PM2.5 exposure exacerbates Alzheimer's disease pathology through lysosomal dysfunction in APP/PS1 mice

Ambient fine particulate matter (PM2.5) is a key environmental risk factor closely associated with Alzheimer's disease (AD), although its specific molecular mechanisms remain incompletely elucidated. In this study, APP/PS1 double transgenic AD mice and their wild-type (WT) littermates were used as research subjects. A chronic exposure model was established via nasal instillation of PM2.5 for 90 consecutive days to systematically investigate the effects of PM2.5 on the pathological progression of AD. Behavioral assessments demonstrated that chronic PM2.5 exposure significantly induced cognitive impairment in WT mice and exacerbated cognitive deficits in AD model mice, suggesting that PM2.5 has universal neurotoxicity. Pathological analyses further revealed that PM2.5 exposure exacerbated neuropathological changes in AD mice, manifested as significantly increased β-amyloid (Aβ) plaque deposition and enhanced tau protein hyperphosphorylation. Mechanistic investigations identified PM2.5-induced lysosomal dysfunction as a critical factor that led to dysregulation of Aβ-metabolizing proteins (e.g., PS1), thereby disrupting normal Aβ metabolism and exacerbating Aβ pathology.

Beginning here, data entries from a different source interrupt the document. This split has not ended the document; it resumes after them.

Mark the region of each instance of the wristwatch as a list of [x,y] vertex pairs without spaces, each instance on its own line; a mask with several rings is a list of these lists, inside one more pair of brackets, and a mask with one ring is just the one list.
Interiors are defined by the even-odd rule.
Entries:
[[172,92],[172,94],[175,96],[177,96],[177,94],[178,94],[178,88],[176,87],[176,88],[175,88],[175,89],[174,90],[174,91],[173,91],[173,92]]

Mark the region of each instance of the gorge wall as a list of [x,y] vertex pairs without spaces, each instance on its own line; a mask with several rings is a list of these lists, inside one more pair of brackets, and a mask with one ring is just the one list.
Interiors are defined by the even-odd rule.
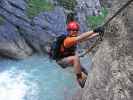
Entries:
[[[125,0],[101,2],[109,7],[109,17],[126,3]],[[133,99],[132,18],[133,2],[106,27],[104,40],[93,57],[82,100]]]

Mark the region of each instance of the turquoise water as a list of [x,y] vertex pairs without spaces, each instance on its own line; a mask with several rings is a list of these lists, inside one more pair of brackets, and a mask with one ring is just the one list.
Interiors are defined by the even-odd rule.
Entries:
[[0,100],[66,100],[78,88],[73,68],[47,57],[0,61]]

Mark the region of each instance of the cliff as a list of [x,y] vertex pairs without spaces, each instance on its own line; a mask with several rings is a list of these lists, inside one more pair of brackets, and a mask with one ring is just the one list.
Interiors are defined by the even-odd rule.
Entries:
[[[0,0],[0,56],[22,59],[34,53],[44,54],[48,41],[66,33],[68,12],[64,6],[71,7],[71,2],[75,0],[69,1]],[[86,12],[89,15],[92,12],[95,14],[98,10],[95,6],[98,4],[94,5],[91,0],[76,1],[73,10],[81,23],[81,32],[84,32],[88,30]],[[81,14],[77,14],[79,10]]]
[[[109,17],[125,0],[101,0]],[[104,4],[105,5],[105,4]],[[133,3],[106,27],[104,40],[93,57],[82,100],[133,99]]]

Concurrently, lysosomal dysfunction activated microglia, triggering neuroinflammatory responses and inducing myelin sheath damage in the hippocampus and cortex, which further disrupted the homeostasis of the neural microenvironment and aggravated Aβ pathology. In summary, this study confirms that PM2.5 exposure accelerates AD pathological progression through the synergy of multiple pathways, including lysosomal dysfunction, PS1 upregulation, neuroinflammation, and myelin damage, with lysosomal dysfunction playing a core driving role. These findings not only provide new insights into the association between PM2.5 and AD but also lay a crucial theoretical foundation for the development of targeted preventive and therapeutic strategies for AD.